You are so excited about your child’s first teeth that it doesn’t occur to you to think about tooth decay yet. But the fight against tooth decay, according the American Academy of Pediatrics (AAP), starts from the first baby tooth. That is also when they recommend starting to brush with a tiny amount of fluoride toothpaste.
You may be thinking, “What?! My pediatrician (or dentist) told me no fluoride before the age of two years.” You’d be right. This is a BIG change in recommendations, and it is indeed new.
Dental health is important for overall health, and tooth decay can start early. Decay in a young child’s teeth “is the single greatest risk factor” for decay in permanent teeth, according to a recent article by the AAP, which also states that “59% of 12- to 19-year-olds” have at least one cavity.
The administration of fluoride in a proper amount is still one of the best ways to prevent tooth decay, as it preserves the enamel that coats the tooth. Many children and teens don’t get enough fluoride to act against tooth decay.
How to make sure your child is getting enough fluoride:
- Start at the very beginning. As soon as you see the first tooth erupting from the gum, you should brush it with a fluoride toothpaste, but only a very small amount. The AAP guidelines, which you can find here, recommend a “smear” about the size of a grain of rice until the age of three.
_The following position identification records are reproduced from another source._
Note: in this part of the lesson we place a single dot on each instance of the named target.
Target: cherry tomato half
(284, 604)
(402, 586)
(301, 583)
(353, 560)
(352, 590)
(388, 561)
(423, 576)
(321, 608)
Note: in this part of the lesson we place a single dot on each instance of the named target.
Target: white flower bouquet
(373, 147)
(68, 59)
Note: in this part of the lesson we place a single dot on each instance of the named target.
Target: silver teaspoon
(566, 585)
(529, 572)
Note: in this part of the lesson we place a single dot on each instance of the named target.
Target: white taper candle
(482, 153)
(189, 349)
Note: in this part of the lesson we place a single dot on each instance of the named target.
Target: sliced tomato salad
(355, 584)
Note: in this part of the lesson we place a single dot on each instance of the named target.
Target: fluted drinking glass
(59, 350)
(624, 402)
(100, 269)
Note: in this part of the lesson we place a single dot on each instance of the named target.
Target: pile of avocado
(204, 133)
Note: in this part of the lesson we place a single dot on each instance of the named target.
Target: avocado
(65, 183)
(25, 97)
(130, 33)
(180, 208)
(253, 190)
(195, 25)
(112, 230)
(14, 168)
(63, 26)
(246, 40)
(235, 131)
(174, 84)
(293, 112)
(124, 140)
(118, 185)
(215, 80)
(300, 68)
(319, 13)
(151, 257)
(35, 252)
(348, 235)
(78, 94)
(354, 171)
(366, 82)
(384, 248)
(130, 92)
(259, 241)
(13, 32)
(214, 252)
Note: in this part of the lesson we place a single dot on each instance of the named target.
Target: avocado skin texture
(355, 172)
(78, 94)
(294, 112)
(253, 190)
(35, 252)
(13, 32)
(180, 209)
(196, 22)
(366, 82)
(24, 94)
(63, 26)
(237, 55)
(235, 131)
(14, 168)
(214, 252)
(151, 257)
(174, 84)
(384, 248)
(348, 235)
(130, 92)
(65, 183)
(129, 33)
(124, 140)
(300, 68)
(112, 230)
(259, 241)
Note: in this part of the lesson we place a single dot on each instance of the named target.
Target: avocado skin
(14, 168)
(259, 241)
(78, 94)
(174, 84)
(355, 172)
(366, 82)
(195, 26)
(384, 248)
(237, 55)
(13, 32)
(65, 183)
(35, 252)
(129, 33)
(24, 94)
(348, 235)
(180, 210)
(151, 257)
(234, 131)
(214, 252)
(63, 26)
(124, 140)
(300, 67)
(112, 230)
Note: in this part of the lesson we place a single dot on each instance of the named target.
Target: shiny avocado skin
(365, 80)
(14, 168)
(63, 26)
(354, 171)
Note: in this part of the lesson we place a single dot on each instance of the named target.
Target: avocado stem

- For 3- to 6-year-olds, increase the amount to pea-sized. Brush teeth twice a day, with adult assistance, and make sure that the child doesn’t swallow the toothpaste. It’s even best if they don’t rinse with water.
- Drink tap water. In Scott County the public water is fluoridated, but if you use a well or cistern your water will only contain minimal amounts of fluoride. Bottled water typically doesn’t contain much, if any, fluoride. If you worry about tap water, use a filter.
- Check with your pediatrician or dentist especially if you don’t have public water to make sure your child or teen is getting enough fluoride.
Are there any downsides to using fluoride? Yes, it’s possible to get too much and create a rare condition called fluorosis, that causes discoloration of the teeth. You can read about fluorosis here. Again, this is rare, but if you’re concerned about it, speak to your pediatrician or dentist.
For other information on preventing tooth decay, check out these AAP articles:
- “Brushing Up on Oral Health: Never Too Early to Start” about dental health in babies.
- “Preventing Tooth Decay in Children.”
- “Toothbrushing Tips for Young Children.”
Take good care of your child’s teeth for beautiful smiles throughout their lives.